# Site recently revamped--ideas? critiques?



## ironsidephoto (Mar 26, 2010)

I made a huge transition in my website a few months ago and am just now getting around to ask for critiques on here...critique away!

I'm using Wordpress for this one. Does anyone have any tips on plugins or anything else to make it better?

Ironside Photography


----------



## mtfd635 (Mar 27, 2010)

Seems that without the lil 'www' the link don't link


----------



## ironsidephoto (Mar 27, 2010)

hmmm...I clicked on both the one in my signature and the one in the post and they both worked for me.


----------



## Formatted (Mar 27, 2010)

Just had a look and read your blog.

Great stuff, added it to my second bookmark bar which I check weekly.

Edit-

I'm by no means a expert and so tell me to bugger off if you so want.

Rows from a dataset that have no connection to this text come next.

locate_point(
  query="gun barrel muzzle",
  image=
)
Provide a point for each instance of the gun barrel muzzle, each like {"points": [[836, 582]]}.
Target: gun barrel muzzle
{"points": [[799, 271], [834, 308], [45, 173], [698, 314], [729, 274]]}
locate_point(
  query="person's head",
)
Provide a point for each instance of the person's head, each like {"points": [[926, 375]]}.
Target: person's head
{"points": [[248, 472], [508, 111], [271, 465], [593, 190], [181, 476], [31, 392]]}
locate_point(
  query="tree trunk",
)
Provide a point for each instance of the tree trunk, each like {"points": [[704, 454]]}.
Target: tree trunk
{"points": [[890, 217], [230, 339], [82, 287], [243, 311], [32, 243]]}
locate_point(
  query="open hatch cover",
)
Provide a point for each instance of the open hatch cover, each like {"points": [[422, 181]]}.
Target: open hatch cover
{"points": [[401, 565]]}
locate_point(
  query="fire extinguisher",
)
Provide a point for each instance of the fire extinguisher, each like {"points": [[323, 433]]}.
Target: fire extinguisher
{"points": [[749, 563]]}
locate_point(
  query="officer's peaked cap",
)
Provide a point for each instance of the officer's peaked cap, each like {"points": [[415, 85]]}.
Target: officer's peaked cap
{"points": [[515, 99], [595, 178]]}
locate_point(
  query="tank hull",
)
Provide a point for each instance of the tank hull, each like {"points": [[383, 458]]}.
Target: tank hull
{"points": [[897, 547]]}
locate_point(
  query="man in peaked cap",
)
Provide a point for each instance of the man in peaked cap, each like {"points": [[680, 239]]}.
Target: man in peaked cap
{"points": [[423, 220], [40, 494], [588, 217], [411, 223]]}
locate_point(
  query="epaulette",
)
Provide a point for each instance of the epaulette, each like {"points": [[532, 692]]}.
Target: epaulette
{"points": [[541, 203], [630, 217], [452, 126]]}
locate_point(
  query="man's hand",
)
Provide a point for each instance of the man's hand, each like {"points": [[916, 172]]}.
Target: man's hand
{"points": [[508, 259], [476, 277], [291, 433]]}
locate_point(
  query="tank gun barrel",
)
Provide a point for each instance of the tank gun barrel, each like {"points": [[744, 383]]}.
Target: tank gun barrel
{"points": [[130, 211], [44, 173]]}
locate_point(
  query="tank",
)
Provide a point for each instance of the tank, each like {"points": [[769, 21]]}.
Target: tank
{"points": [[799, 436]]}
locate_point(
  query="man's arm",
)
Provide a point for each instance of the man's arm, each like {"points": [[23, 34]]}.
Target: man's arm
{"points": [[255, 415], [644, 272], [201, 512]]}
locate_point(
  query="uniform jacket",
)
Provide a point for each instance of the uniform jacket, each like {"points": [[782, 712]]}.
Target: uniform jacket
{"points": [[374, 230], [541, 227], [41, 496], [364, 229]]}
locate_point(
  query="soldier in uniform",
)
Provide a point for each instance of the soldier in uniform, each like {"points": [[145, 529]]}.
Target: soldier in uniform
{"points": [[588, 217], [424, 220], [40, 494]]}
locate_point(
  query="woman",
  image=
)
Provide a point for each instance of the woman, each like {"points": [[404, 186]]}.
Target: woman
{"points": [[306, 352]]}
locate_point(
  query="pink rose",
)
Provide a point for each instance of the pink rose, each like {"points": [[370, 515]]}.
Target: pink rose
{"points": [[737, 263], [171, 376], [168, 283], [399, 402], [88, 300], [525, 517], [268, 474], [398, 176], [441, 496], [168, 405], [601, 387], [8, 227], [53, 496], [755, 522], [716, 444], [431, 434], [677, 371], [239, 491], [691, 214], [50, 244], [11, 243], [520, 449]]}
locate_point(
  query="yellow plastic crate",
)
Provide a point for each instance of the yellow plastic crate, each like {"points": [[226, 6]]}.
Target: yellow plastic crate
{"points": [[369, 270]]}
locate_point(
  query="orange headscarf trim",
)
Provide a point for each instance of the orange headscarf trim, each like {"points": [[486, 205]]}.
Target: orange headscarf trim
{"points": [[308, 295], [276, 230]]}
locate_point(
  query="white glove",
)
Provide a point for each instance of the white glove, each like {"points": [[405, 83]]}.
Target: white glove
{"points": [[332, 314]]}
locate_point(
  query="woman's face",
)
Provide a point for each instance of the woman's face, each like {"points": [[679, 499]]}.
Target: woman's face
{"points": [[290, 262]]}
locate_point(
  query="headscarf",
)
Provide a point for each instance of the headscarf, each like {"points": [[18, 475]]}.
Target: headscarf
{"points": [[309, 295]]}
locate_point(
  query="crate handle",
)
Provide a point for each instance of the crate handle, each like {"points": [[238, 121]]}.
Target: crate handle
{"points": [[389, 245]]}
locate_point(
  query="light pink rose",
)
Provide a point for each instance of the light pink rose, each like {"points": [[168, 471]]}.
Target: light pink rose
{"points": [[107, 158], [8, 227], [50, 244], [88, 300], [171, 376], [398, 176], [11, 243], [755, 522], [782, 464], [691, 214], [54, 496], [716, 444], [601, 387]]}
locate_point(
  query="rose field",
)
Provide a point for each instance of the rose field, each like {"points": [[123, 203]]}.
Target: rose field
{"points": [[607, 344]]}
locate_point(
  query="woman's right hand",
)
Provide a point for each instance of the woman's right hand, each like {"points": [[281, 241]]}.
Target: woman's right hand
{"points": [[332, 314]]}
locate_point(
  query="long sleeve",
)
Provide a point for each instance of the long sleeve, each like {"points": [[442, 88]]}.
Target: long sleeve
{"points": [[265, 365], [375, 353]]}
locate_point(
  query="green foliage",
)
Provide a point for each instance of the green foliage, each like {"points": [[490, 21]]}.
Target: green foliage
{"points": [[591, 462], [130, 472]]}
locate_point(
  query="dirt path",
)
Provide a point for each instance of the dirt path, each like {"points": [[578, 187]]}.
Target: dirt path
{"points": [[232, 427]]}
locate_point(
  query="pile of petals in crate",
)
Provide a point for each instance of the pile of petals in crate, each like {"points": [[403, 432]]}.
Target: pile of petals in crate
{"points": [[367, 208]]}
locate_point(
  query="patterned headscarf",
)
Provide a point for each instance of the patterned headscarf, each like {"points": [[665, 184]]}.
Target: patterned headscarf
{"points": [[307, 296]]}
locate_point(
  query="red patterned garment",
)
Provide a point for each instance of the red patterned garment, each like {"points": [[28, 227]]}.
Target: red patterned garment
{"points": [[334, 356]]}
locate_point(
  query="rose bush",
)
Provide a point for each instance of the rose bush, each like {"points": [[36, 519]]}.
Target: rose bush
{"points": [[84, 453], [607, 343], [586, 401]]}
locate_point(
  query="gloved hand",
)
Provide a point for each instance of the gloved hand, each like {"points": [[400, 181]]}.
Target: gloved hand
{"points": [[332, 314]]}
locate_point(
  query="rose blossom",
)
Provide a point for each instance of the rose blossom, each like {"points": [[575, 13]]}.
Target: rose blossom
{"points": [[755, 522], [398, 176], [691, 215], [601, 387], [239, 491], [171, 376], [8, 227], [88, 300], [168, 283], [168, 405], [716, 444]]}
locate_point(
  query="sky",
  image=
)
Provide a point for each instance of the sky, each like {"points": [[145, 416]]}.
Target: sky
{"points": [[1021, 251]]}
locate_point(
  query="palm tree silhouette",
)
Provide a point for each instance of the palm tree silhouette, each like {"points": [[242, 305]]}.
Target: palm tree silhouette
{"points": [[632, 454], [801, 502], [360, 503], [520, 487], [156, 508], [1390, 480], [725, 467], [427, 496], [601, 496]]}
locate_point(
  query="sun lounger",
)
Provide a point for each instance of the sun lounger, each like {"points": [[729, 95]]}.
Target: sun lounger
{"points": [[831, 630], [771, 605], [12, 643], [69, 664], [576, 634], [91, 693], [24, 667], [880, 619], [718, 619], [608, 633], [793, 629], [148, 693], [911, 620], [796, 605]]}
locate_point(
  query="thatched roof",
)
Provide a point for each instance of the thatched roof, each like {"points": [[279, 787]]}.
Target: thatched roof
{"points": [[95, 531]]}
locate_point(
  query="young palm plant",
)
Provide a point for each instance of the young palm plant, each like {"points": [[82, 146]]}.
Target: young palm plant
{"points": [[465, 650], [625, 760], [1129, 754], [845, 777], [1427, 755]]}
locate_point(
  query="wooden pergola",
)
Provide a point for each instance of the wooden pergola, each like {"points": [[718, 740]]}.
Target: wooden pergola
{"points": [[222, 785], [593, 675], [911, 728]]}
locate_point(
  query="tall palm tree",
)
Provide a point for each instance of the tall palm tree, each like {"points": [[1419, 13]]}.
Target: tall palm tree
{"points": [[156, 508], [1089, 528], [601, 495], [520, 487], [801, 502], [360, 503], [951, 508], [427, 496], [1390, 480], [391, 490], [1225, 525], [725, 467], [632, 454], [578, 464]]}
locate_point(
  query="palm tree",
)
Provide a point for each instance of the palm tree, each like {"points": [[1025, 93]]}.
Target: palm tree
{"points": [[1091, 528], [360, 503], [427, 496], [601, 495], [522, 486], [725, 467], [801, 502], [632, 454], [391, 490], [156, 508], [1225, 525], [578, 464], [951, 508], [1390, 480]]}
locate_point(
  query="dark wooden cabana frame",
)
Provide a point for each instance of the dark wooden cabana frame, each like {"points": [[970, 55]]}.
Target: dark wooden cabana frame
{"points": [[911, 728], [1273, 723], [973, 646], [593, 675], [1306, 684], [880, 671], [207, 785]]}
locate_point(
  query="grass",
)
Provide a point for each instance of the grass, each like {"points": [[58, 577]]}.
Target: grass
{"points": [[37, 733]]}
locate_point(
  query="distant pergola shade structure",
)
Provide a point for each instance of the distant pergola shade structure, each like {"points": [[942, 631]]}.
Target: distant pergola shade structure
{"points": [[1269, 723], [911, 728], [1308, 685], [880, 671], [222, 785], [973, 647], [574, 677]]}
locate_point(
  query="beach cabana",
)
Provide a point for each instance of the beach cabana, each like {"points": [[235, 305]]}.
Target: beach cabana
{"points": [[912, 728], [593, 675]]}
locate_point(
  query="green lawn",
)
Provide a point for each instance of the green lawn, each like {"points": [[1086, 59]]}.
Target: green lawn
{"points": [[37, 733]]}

But I was wondering you have 2 reasonably similar pictures in your portfolio. (going from Left to Right) 1 and 8 

Would not more diversity in your portfolio look more attractive?

Just thinking out loud!


----------



## ironsidephoto (Mar 28, 2010)

no way am i going to tell you go bug off, especially since you bookmarked me 

but no matter which way I count, I can't find a combination of 1 and 8 that are even remotely similar. if you click on them you can see titles...maybe that would work better?


----------



## ironsidephoto (Mar 28, 2010)

anyone else?


----------



## ironsidephoto (Apr 4, 2010)

Well, dang. At least I tried!


----------



## rangerrick9211 (Apr 11, 2010)

Excellent... I as well am graduating in the summer but from Texas A&M. Your resume made me feel like a failure.


----------



## arvindsharma (May 10, 2010)

ironsidephoto said:


> I made a huge transition in my website a few months ago and am just now getting around to ask for critiques on here...critique away!
> 
> I'm using Wordpress for this one. Does anyone have any tips on plugins or anything else to make it better?
> 
> Ironside Photography



Hi, I just had a look at your website, it is really nice.. But I would like to point out that gallery page should showcase your work, so that your clients would be able to know more about you and your work.


----------